Python: Bad Code of the Day (Oct 30th, 2013 Ed)

We all write bad code from time to time. I tend to do it deliberately when I’m experimenting in the interpreter or the debugger. I can’t say why I do it exactly except that it’s fun to see what I can fit in one line of code. Anyway, this week I needed to parse a file that looked like this:

00000       TM        YT                                                TSA1112223  0000000000000000000000000020131007154712PXXXX_Name_test_test_section.txt
data line 1
data line 2


You can download it here if you don’t want to scroll around the above snippet. Anyway, the objective was to parse out the part of the filename in the header that is labeled “section” in the above. The filename itself is XXXX_Name_test_test_section.txt. That part of the filename is used to identify something in a database. So in the Python interpreter, I came up with the following hack:

header.split("|")[0][125:].split("_")[-1].split(".")[0]

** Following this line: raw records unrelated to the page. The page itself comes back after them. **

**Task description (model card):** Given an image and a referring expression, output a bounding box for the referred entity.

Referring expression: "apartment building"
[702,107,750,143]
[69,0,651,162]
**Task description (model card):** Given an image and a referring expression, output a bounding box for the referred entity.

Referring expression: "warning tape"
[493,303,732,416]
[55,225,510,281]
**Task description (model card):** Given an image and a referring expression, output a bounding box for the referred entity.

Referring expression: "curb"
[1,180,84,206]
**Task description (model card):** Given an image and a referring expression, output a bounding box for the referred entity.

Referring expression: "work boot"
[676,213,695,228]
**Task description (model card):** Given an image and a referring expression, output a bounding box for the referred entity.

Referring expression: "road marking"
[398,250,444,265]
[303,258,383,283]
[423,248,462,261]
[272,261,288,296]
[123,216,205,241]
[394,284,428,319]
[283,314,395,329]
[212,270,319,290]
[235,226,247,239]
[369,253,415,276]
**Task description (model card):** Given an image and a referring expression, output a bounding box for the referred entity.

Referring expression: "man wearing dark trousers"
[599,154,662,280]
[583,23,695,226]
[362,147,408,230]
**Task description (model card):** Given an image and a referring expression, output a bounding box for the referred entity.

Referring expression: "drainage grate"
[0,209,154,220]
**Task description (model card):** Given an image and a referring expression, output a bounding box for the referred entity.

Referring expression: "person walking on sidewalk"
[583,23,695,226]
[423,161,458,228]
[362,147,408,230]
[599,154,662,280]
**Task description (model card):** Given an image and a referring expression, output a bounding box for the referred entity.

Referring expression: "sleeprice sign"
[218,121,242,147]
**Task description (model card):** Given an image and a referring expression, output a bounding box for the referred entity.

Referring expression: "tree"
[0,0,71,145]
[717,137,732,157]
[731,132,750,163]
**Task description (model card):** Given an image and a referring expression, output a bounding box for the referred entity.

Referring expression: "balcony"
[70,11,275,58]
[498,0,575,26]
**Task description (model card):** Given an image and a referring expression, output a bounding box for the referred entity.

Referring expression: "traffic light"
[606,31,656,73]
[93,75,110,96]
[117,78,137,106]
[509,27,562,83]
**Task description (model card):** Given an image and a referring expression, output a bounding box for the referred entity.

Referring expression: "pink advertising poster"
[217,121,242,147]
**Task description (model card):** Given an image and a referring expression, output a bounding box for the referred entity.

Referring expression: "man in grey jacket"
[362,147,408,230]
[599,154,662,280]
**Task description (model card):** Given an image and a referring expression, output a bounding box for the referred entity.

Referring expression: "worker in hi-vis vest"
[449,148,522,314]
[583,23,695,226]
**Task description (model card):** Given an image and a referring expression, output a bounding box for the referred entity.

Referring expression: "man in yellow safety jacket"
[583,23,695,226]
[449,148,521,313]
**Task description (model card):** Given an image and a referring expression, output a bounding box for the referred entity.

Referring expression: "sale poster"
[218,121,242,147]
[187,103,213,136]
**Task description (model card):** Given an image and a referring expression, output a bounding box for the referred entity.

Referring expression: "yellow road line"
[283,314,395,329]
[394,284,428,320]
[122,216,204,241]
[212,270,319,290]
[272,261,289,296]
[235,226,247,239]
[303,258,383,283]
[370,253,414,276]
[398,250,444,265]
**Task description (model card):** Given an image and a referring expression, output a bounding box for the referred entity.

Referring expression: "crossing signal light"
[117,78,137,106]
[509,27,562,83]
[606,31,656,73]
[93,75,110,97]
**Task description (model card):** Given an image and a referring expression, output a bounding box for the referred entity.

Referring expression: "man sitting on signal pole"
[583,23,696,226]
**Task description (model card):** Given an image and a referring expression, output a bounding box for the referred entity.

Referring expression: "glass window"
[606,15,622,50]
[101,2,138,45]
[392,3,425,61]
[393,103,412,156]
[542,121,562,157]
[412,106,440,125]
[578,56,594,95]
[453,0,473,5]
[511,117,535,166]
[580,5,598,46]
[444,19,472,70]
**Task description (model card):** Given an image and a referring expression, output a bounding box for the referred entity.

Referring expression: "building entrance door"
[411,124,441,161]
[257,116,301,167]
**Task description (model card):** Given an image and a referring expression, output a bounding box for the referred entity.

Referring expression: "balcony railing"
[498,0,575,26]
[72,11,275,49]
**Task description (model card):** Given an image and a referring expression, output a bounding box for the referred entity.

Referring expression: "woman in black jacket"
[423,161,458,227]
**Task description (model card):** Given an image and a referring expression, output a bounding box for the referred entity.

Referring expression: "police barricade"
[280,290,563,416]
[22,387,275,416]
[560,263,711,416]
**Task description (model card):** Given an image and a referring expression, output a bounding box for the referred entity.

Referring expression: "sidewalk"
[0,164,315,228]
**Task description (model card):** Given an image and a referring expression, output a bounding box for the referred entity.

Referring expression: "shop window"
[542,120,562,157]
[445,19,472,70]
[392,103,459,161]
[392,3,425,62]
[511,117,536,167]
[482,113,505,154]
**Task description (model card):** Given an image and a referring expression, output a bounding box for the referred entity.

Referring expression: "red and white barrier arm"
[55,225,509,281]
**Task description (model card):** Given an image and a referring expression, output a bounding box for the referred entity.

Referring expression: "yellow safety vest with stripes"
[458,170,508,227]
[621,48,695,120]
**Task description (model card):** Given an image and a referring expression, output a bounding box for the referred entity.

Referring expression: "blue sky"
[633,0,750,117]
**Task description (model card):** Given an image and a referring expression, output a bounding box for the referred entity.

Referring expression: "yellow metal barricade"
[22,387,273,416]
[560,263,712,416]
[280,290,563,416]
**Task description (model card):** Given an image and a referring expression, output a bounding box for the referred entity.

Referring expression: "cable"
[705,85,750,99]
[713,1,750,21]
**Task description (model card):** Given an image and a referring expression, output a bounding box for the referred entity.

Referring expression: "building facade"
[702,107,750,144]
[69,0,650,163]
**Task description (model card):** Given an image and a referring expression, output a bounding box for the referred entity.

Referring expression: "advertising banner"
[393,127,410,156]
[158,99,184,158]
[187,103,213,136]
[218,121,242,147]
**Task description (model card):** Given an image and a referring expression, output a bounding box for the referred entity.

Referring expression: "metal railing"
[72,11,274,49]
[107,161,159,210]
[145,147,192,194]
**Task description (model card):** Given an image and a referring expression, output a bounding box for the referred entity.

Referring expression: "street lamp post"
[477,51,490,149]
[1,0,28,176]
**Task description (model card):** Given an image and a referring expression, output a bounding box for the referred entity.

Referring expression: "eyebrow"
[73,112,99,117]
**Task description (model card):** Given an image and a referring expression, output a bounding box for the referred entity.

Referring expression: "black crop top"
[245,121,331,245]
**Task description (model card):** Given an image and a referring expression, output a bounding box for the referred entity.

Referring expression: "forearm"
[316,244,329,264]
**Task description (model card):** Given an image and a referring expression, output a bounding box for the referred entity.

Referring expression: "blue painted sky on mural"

Let’s give this some more context. The above snippet fits into a function like this:

#----------------------------------------------------------------------
def getSection(path):
    """"""
    with open(path) as inPath:
        lines = inPath.readlines()
        
    header = lines.pop(0)
    section = header.split("|")[0][125:].split("_")[-1].split(".")[0]

That’s pretty ugly code and would require a fairly lengthy comment explaining what I’m doing. Not that I planned to actually use it in the first place, but it was fun to write. Anyway, I ended up breaking it down into some code that’s something like the following:

#----------------------------------------------------------------------
def getSection(path):
    """"""
    with open(path) as inPath:
        lines = inPath.readlines()
        
    header = lines.pop(0)
    filename = header[125:256].strip()
    fname = os.path.splitext(filename)[0]
    section = fname.split("_")[-1]
    
    print section
    print header.split("|")[0][125:].split("_")[-1].split(".")[0]
    
#----------------------------------------------------------------------
if __name__ == "__main__":
    path = "test.txt"
    getSection(path)

I’m leaving the “bad” code in the example above to show that the result is the same. Yes, it’s still a little ugly, but it’s much easier to follow and the code is self-documenting.

What funky code have you written lately?

9 thoughts on “Python: Bad Code of the Day (Oct 30th, 2013 Ed)”

  1. Pingback: Mike Driscoll: Python: Bad Code of the Day (Oct 30th, 2013 Ed) | The Black Velvet Room

  2. Scott, give the regular expression then? If the rules are this simple and don’t have to be more generic, I don’t see the need for regex.

    In this case I would simply do:

    with open(path) as f_in:
    header = f_in.readline()
    section = header[header.rfind(‘_’) + 1: header.rfind(‘.’)].

  3. A RegEx seems to be overkill. I like melker’s solution, it’s simple and elegant. I might have done a `os.path.splitext(fname)` before and simply used `header[header.rfind(‘_’) + 1:]`, but it seems unnessesary in this case.

  4. Why to read all the lines? Files that are extracts from a database may be very large. Why not to read only the header line as

    line = inPath.readline()

  5. you mean you don’t know how to write the RE? There is nothing simple or elegant about “header.split(“|”)[0][125:].split(“_”)[-1].split(“.”)[0]”. That could take someone an hour to figure out. Especially with no comments or example input line to reference. And it’s hard-coded (125). It’s fragile and brittle as hell. Bad, bad, bad.

Comments are closed.